A Vodka Espresso is alcohol (vodka), sugar, espresso (coffee), and water (from the melting of the ice, while shaking).

Coffee Liqueur is alcohol, sugar, coffee, water.

This cocktail as liqueur concept can go further:

Limoncello and Lemon Martinis.

Rum Shrub (lime) and Daiquiris.

Ratafia and Raspberry Martinis.

I am sure there are more instances of such drinks.

Thoughts?

Cheers!

George

I suspect that at one time the difference between making liqueurs and making short drinks wasn't so big, and that's why you can still see the effect one had on the other in a bunch of drinks.

One subset of short drinks seems to be based on making "liqueurs" fresh because one of the ingredients isn't shelf-stable, like in cocktails using cream (which comes out of emulsion) or eggs.

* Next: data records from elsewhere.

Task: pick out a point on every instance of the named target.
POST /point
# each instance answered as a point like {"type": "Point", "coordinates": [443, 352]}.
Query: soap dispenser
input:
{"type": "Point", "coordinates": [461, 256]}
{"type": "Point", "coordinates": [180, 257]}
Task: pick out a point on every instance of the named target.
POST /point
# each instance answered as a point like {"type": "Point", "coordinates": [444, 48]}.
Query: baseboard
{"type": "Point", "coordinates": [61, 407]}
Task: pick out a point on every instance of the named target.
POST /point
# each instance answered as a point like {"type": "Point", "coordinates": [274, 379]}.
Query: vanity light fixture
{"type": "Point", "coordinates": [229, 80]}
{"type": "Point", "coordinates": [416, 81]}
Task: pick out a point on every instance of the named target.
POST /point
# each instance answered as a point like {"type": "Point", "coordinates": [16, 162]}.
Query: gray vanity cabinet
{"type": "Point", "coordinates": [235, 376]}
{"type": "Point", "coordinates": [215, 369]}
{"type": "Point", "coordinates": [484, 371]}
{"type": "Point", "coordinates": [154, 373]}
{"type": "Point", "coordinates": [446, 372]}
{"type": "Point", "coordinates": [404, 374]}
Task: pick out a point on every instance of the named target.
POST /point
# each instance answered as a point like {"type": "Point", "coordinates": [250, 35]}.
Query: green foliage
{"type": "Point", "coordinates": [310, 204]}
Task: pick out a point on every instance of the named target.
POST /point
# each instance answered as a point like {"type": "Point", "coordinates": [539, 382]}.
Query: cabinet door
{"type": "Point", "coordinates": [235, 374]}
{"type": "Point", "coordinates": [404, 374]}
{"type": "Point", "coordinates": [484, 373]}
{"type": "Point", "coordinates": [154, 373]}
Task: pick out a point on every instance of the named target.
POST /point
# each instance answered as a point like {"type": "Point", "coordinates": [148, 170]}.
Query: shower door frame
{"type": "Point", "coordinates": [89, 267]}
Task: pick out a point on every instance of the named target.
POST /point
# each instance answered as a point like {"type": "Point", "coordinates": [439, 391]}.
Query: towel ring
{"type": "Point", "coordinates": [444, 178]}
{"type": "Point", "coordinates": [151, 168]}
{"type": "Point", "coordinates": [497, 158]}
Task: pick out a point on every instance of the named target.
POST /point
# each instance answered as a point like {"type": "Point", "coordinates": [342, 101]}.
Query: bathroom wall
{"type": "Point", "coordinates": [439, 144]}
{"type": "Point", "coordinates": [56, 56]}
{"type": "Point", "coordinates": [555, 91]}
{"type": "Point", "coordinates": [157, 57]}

Another subset of cocktails seem to be based on creating liqueurs and aromatic concoctions at the bar that due to competing companies, customs laws, different locations, etc. would have been a pain in the neck to simply bottle at the source and market back when the world was less globalized. It was only at the bar that you could easily take an aged rye whiskey from Pennsylvania, an aromatized wine from Italy, and a patent medicine, from three protective independent producers in three different areas, and combine them together into a drink.

Edited by mbanu (log)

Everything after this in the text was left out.